Though a misdemeanor charge for altered serial numbers can be tacked on to other gun crimes, legislative researchers identified 28 cases over the last five years where it was the most serious offense someone was convicted of. Nearly 40 percent of those offenders didn’t get jail time. The rest served a median sentence of about 15 days.

The version of the bill filed in the Republican-led House of Delegates sailed through in a 94-3-1 vote, inspiring jokes on the floor about how a gun bill with unusually broad political support might scramble post-session legislative scorecards on gun issues.

The bill filed in the Democratic Senate, which differed from the House version’s misdemeanor punishments by making it a felony to give, sell or distribute firearms with missing serial numbers, drew stronger GOP opposition during debate on the floor.

Sen. Bill DeSteph, R-Virginia Beach, raised concerns that anyone who wanted to put a Teflon coating on a gun to change its color could potentially face criminal charges if it obscured the gun’s identifying marks.

“Some of us really like our different colors,” DeSteph said. “And that’s OK.”

DeSteph offered his own version of the bill that would’ve required prosecutors to prove a serial number was “willfully” destroyed or tampered with.

Sen. Adam Ebbin, D-Alexandria, who sponsored the bill in the Senate, said that change would still leave prosecutors having to determine and prove the motives of whoever changed the gun instead of being able to charge the person who currently has it.

“The changer is likely to be a mystery,” Ebbin said during the Senate debate. Ebbin’s bill cleared the Senate on a 21-19, party-line vote, but stalled in the House.

By the time Ebbin’s bill got back to the subcommittee chaired by Freitas, some House Republicans said they now saw problems with the proposal that weren’t apparent when they approved Simon’s bill.

Del.
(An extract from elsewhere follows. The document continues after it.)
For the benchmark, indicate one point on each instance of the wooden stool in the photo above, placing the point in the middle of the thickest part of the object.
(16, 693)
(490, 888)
Ronnie Campbell, R-Rockbridge, said he “forgot” he has a shotgun that was damaged by a rock when he fell off a log that had fallen across a creek.

“I’ve got two numbers on that gun that are pretty much destroyed. So I would have an illegal shotgun at this point,” Campbell said, referring to the implications of the proposed law.

Ebbin told Campbell his shotgun might already be a problem under federal law. If Campbell was concerned about it, Ebbin said, he could go to a gun store and have new serial numbers applied.

“I think guns falling on rocks and having their serial numbers defaced is perhaps an unusual one-off situation,” Ebbin said. “We were targeting criminals.”

In response to questions from the Mercury, Freitas,said the conference committee deliberating on the bill ran into “issues with how broadly it was written,” with Republicans trying to “limit it to deliberate destruction of serial numbers and sale.”

In an interview Monday, Simon said the main sticking point for the conference committee was whether the bill should also outlaw possession as well as the transfer and selling of such weapons.

“They wanted to get rid of all the possession pieces and just leave us with the parts that they like,” Simon said. “That’s not really a compromise anymore.”